E lo stesso si dica delle varie specie della quantità continua numericamente determinate, p. es. delle grandezze di due cubiti, tre cubiti ecc., oppure dei numeri correlativi, come il doppio e il triplo; ovvero delle misure geometriche, come il triangolo, il quadrilatero ecc.
E Aristotele [ Praed. 6 ] accenna a questo argomento nel determinare il motivo per cui le figure non ammettono gradazioni: « Le realtà che attuano la nozione di triangolo, o di cerchio, sono sempre ugualmente triangoli o cerchi »; e ciò perché l'indivisibilità è implicita nel loro concetto, per cui tutti i soggetti che ne partecipano sono costretti a parteciparne in maniera indivisibile.
Rimane dunque chiarito perché gli abiti e le disposizioni, essendo, come insegna Aristotele [ Phys. 7,3 ], delle qualità correlative a un dato termine, possono ammettere delle gradazioni.
E ciò in due modi.
Primo, dalla parte degli abiti in se stessi: cioè nel senso in cui diciamo maggiore o minore la salute, o la scienza, che può estendersi a un numero maggiore o minore di oggetti.
Secondo, in rapporto alla loro partecipazione o inesione nel soggetto: nel senso cioè che un'uguale scienza o un'uguale salute può essere ricevuta in un soggetto più che in un altro, secondo la diversa attitudine derivante dalla natura o dalla consuetudine.
Infatti l'abito e la disposizione non danno la specie al soggetto; e nel loro concetto non implicano indivisibilità.

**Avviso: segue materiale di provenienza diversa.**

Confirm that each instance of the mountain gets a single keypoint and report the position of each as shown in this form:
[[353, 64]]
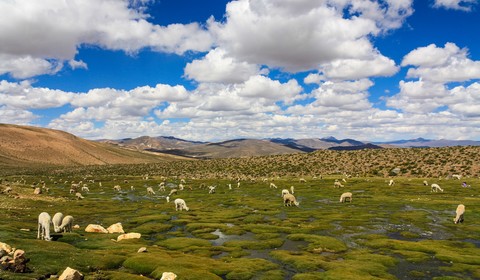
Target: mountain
[[313, 144], [421, 142], [22, 146], [234, 148], [155, 143]]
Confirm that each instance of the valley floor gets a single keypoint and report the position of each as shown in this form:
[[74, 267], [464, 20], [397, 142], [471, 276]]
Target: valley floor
[[403, 231]]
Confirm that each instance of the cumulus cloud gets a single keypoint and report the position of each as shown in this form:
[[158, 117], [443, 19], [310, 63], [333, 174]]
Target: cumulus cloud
[[447, 64], [463, 5], [298, 37], [24, 96], [352, 69], [259, 94], [216, 67], [16, 116], [38, 36], [77, 64], [21, 67]]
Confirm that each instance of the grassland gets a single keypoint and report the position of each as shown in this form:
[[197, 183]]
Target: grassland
[[387, 232]]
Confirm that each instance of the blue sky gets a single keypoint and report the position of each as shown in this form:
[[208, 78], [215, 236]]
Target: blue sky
[[217, 70]]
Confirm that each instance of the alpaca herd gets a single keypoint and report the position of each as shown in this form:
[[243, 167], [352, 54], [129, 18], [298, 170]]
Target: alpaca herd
[[60, 224], [64, 224]]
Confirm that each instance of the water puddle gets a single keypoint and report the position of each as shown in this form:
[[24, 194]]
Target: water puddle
[[222, 238]]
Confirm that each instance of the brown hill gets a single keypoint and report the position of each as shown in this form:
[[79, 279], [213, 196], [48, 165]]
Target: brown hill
[[156, 143], [22, 146], [234, 149]]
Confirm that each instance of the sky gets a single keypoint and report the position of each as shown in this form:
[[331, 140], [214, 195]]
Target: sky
[[372, 70]]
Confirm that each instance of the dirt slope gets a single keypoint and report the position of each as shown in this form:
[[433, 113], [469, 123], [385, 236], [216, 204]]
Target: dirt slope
[[26, 145]]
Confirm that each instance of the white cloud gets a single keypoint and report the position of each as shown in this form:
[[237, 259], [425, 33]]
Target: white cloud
[[463, 5], [218, 68], [352, 69], [24, 96], [21, 67], [441, 65], [16, 116], [297, 37], [59, 27], [77, 64]]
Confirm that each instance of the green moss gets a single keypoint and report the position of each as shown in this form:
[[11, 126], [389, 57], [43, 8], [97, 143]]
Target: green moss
[[320, 243], [255, 245], [181, 243]]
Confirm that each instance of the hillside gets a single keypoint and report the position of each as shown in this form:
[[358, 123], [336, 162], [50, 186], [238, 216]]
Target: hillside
[[409, 162], [234, 149], [22, 146], [155, 143]]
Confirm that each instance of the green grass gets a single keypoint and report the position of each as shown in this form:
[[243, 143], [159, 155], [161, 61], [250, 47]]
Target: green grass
[[385, 233]]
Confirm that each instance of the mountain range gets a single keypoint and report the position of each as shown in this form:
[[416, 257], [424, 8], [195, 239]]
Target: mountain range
[[25, 146], [272, 146]]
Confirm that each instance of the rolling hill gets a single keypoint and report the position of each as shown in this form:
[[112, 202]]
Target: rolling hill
[[23, 146], [234, 149]]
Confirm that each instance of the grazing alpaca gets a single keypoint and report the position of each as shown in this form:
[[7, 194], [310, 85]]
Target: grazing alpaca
[[346, 196], [460, 212], [44, 221]]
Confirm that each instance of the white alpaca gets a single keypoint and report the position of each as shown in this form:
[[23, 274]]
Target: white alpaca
[[211, 189], [67, 224], [180, 204], [346, 196], [57, 221], [44, 221], [150, 191], [436, 188], [288, 199], [456, 176], [460, 212]]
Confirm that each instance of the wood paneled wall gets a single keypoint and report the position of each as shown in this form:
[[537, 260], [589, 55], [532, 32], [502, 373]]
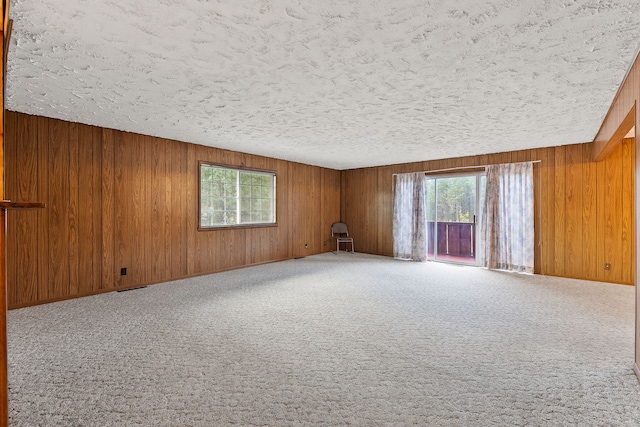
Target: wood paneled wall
[[584, 209], [116, 199]]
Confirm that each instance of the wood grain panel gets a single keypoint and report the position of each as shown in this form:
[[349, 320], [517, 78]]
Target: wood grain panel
[[628, 229], [9, 239], [574, 211], [89, 267], [120, 200], [548, 230], [108, 210], [74, 171], [26, 234], [570, 204], [560, 217], [613, 214], [589, 215], [58, 209]]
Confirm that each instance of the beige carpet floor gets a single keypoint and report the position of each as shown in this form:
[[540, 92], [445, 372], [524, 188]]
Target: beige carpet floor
[[331, 340]]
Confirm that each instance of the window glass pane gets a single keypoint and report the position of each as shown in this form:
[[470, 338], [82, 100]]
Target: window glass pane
[[223, 189]]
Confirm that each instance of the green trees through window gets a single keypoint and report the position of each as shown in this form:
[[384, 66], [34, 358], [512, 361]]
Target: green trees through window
[[456, 199], [230, 197]]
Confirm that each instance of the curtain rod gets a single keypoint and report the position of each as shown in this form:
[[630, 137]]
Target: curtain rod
[[468, 167]]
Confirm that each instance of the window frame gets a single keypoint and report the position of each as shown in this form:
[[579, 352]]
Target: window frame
[[239, 169]]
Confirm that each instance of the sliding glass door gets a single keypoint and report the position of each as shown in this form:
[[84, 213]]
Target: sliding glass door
[[452, 217]]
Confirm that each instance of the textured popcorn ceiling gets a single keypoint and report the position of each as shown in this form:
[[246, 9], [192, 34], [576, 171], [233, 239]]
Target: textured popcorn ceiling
[[342, 84]]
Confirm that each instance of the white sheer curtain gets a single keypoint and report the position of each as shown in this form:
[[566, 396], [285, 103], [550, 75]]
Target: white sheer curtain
[[507, 236], [409, 217]]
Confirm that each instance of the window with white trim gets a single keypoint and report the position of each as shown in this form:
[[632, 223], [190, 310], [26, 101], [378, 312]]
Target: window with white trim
[[236, 197]]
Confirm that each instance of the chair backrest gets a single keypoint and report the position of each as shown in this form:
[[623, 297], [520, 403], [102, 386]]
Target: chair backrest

In che modo poi ciò si applichi alle virtù, lo vedremo in seguito [ q. 66, a. 1 ].
1. Come la parola grandezza, che pure deriva dalla quantità materiale, è passata a indicare le perfezioni immateriali delle forme, così è avvenuto per la nozione di aumento, che termina appunto nella grandezza.
2. Certamente l'abito è una perfezione: tuttavia non è una perfezione che segna un limite fisso del suo soggetto, dandogli p. es. la natura specifica.
E neppure include la nozione di limite o di termine, come le specie dei numeri.
Quindi nulla impedisce che possa avere delle gradazioni.
3. L'alterazione si riscontra direttamente nelle qualità della terza specie, ma può trovarsi indirettamente anche nelle qualità della prima specie: infatti in seguito all'alterazione dal caldo al freddo l'animale si altera da sano a malato.
E similmente in seguito a un'alterazione nelle passioni dell'appetito sensitivo o nelle potenze conoscitive sensibili si produce un'alterazione nella scienza e nelle virtù, come nota Aristotele [ Phys. 7,3 ].